UPDATE – If you’re interested in the HipChat Server beta, you can apply here.
UPDATE 2 – HipChat is now free for unlimited users. Read more here.
Both HipChat and Slack continue to evolve their product offerings with the most notable improvement being HipChat’s recent beta release of video chat and screen sharing. Here’s a quick rundown of the two offerings with a few important distinctions highlighted.
HipChat | Slack | |
Cost | ||
Pricing | $0 per user (unlimited users, no limitations)$2 per user (HipChat Plus which includes video calling and unlimited, searchable message history) | $0 per user (unlimited users, but limited to searching latest 10k messages, 5 integrations, 5GB file storage)$8 per user |
Contract | No | No |
Features | ||
Persistent Rooms | Yes | Yes |
Private Rooms | Yes | Yes |
1-to-1 Chat | Yes | Yes |
Video Chat | Yes | No |
Screen Sharing | Yes | No |
File Sharing | Yes | Yes |
Search | Yes (launches browser) | Yes (native) |
Multiple Accounts | No | Yes |
Google Authentication | No | Coming Soon |
Guest Access | Yes | Coming Soon |
SSL | Yes | Yes |
UI Language | English Only | English Only |
Self-hosted Option | In Beta | No |
Extensibility | ||
API | Yes | Yes |
Integrations | Lots | Lots |
Integration Limit | No | Yes (maximum of 5 on free plan) |
Platforms | ||
Mac, Windows, Linux, Android, iOS, Browser | Mac, Android, iOS, Browser |
The 10,000 messages limit is confusing. Unless I’m misunderstanding the FAQ, it only limits how many are searchable in the archive on the free plan. You can send as many as you’d like, but only the 10,000 most recent are stored. (That’s an important distinction.)
Thanks for the comparison. I use HipChat at work. It does the job, but it hasn’t blown me away like it seems to have many people. Slack looks like it is coming together nicely.

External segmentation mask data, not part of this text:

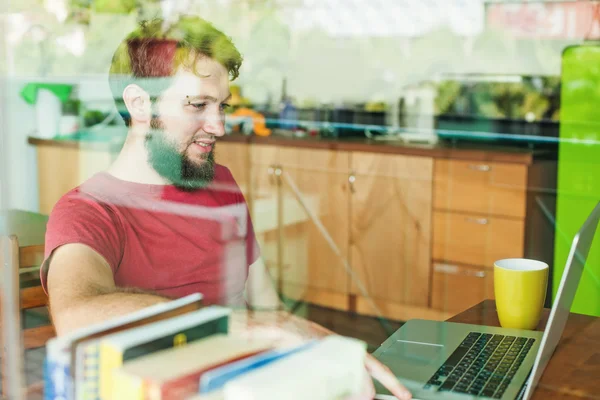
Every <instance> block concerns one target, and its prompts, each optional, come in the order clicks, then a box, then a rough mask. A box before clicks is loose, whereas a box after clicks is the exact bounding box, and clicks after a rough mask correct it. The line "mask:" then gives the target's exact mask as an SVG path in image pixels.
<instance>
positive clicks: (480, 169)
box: [469, 164, 492, 172]
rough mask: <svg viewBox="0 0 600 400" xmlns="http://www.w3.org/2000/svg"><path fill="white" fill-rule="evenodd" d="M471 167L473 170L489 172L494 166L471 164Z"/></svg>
mask: <svg viewBox="0 0 600 400" xmlns="http://www.w3.org/2000/svg"><path fill="white" fill-rule="evenodd" d="M469 169H472V170H473V171H480V172H489V171H491V169H492V167H490V166H489V165H487V164H469Z"/></svg>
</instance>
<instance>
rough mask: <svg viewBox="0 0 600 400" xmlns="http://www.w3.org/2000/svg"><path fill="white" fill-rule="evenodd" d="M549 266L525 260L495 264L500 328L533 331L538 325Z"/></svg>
mask: <svg viewBox="0 0 600 400" xmlns="http://www.w3.org/2000/svg"><path fill="white" fill-rule="evenodd" d="M547 284H548V264H546V263H545V262H542V261H536V260H528V259H525V258H508V259H505V260H499V261H496V262H495V263H494V295H495V296H496V309H497V310H498V319H499V320H500V325H501V326H502V327H504V328H517V329H535V328H536V327H537V325H538V323H539V322H540V317H541V315H542V310H543V308H544V302H545V301H546V286H547Z"/></svg>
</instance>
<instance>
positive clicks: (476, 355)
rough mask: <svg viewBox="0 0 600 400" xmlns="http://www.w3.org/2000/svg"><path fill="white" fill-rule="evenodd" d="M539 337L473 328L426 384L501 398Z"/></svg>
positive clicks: (450, 389)
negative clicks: (483, 329)
mask: <svg viewBox="0 0 600 400" xmlns="http://www.w3.org/2000/svg"><path fill="white" fill-rule="evenodd" d="M534 342H535V339H530V338H523V337H514V336H504V335H493V334H489V333H477V332H471V333H469V334H468V335H467V337H466V338H465V340H463V341H462V343H461V344H460V345H459V346H458V347H457V349H456V350H455V351H454V353H452V355H451V356H450V357H448V359H447V360H446V362H445V363H444V364H443V365H442V366H441V367H440V368H439V369H438V370H437V372H436V373H435V374H433V376H432V377H431V379H429V381H428V382H427V384H426V385H425V388H426V389H434V388H437V390H438V391H440V392H445V391H446V392H448V391H449V392H458V393H467V394H470V395H474V396H481V397H490V398H494V399H499V398H501V397H502V395H503V394H504V392H505V391H506V388H508V385H509V384H510V382H511V380H512V378H513V377H514V376H515V374H516V373H517V370H518V369H519V367H520V366H521V364H522V363H523V360H524V359H525V357H526V356H527V353H528V352H529V350H530V349H531V346H533V343H534Z"/></svg>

Thanks for the clarification. That’s definitely an important distinction.
I’ve updated the post.
Hipchat search is native. At least in the Ubuntu/Linux version is displayed like a new room/conversation inside the app window.
Slack always stores all your messages on every plan. On the Lite (free) plan, only the 10,000 most recent messages are available through search and the archives. Once you upgrade your plan, you have access to all your messages.
(Disclaimer: I work at Slack.)
HipChat’s admin site says Google Authentication work is in progress too.
HipChat’s free tier isn’t without limitations. As your comment on Plus implies, free is limited to 25,000 searchable messages. It also limits file uploads to 5 GB. As with Slack, if you upgrade to Plus your older messages are still there for you to search.
Thanks for posting this. I see you have Windows listed for Slack in platforms, but all that I see is a Chrome app, which is no better than a browser in my opinion.
Good catch. I’ve updated the post to reflect this. Thanks!